[SPARK-33841][CORE] Fix issue with jobs disappearing intermittently from the SHS under high load #30845

vladhlinsky · 2020-12-18T18:50:18Z

What changes were proposed in this pull request?

Mark SHS event log entries that were processing at the beginning of the checkForLogs run as not stale and check for this mark before deleting an event log. This fixes the issue when a particular job was displayed in the SHS and disappeared after some time, but then, in several minutes showed up again.

Why are the changes needed?

The issue is caused by SPARK-29043, which is designated to improve the concurrent performance of the History Server. The change breaks the "app deletion" logic because of missing proper synchronization for processing event log entries. Since SHS now filters out all processing event log entries, such entries do not have a chance to be updated with the new lastProcessed time and thus any entity that completes processing right after filtering and before the check for stale entities will be identified as stale and will be deleted from the UI until the next checkForLogs run. This is because updated lastProcessed time is used as criteria, and event log entries that missed to be updated with a new time, will match that criteria.

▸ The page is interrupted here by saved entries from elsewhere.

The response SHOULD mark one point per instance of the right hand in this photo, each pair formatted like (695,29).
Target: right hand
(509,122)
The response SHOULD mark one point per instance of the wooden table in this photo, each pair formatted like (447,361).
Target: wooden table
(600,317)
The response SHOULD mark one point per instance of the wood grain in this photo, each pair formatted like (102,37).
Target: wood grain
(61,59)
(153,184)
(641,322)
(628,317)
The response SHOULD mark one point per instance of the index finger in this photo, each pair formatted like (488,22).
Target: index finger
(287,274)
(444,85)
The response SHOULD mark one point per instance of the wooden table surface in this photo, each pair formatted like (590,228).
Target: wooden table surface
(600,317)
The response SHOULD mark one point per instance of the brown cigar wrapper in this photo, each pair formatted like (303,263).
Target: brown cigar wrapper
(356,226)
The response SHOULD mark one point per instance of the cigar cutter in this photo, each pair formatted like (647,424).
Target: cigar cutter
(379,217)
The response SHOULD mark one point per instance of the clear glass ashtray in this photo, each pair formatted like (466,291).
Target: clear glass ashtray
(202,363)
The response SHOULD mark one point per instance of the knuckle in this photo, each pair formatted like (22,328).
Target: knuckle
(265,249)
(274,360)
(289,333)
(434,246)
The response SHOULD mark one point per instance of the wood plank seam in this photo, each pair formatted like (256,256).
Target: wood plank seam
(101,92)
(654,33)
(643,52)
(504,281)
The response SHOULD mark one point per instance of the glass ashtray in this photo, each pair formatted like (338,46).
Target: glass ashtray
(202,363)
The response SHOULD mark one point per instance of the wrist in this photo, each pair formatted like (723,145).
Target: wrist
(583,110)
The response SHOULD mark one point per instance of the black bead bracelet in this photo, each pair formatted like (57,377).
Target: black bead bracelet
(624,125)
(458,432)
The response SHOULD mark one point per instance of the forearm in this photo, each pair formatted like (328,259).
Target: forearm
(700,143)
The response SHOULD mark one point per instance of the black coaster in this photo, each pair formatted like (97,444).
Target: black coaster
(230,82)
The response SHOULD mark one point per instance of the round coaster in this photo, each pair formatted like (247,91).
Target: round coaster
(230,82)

The issue can be reproduced by generating a big number of event logs and uploading them to the SHS event log directory on S3. Essentially, around 236(26.7 MB) copies of an event log directory were created using shs-monitor script. Strange behavior of SHS counting the total number of applications was noticed - at first, the number was increasing as expected, but with the next page refresh, the total number of applications decreased. No errors were logged by SHS.

58 entities are displayed at 17:35:35:

25 entities are displayed at 17:36:40:

Does this PR introduce any user-facing change?

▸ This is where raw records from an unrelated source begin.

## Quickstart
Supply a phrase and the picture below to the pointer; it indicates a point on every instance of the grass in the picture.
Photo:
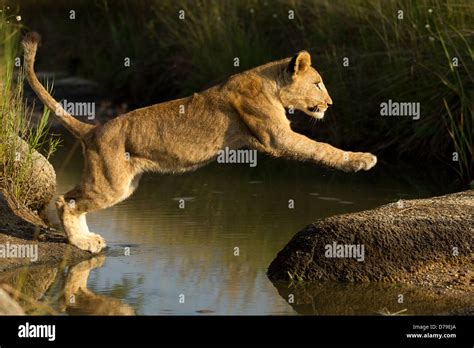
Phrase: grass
(403, 56)
(19, 139)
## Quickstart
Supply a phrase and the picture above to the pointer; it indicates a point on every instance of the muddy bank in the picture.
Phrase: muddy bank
(426, 242)
(51, 245)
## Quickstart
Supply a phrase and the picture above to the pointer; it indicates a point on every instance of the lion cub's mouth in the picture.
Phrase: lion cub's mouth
(316, 112)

Yes, SHS users won't face the behavior when the number of displayed applications decreases periodically.

How was this patch tested?

Tested using shs-monitor script:

Build SHS with the proposed change
Download Hadoop AWS and AWS Java SDK
Prepare S3 bucket and user for programmatic access, grant required roles to the user. Get access key and secret key
Configure SHS to read event logs from S3
Start monitor script to query SHS API
Run 5 producers for ~5 mins, create 125(14.2 MB) event log directory copies
Wait for SHS to load all the applications
Verify that the number of loaded applications increases continuously over time

For more details, please refer to the shs-monitor repository.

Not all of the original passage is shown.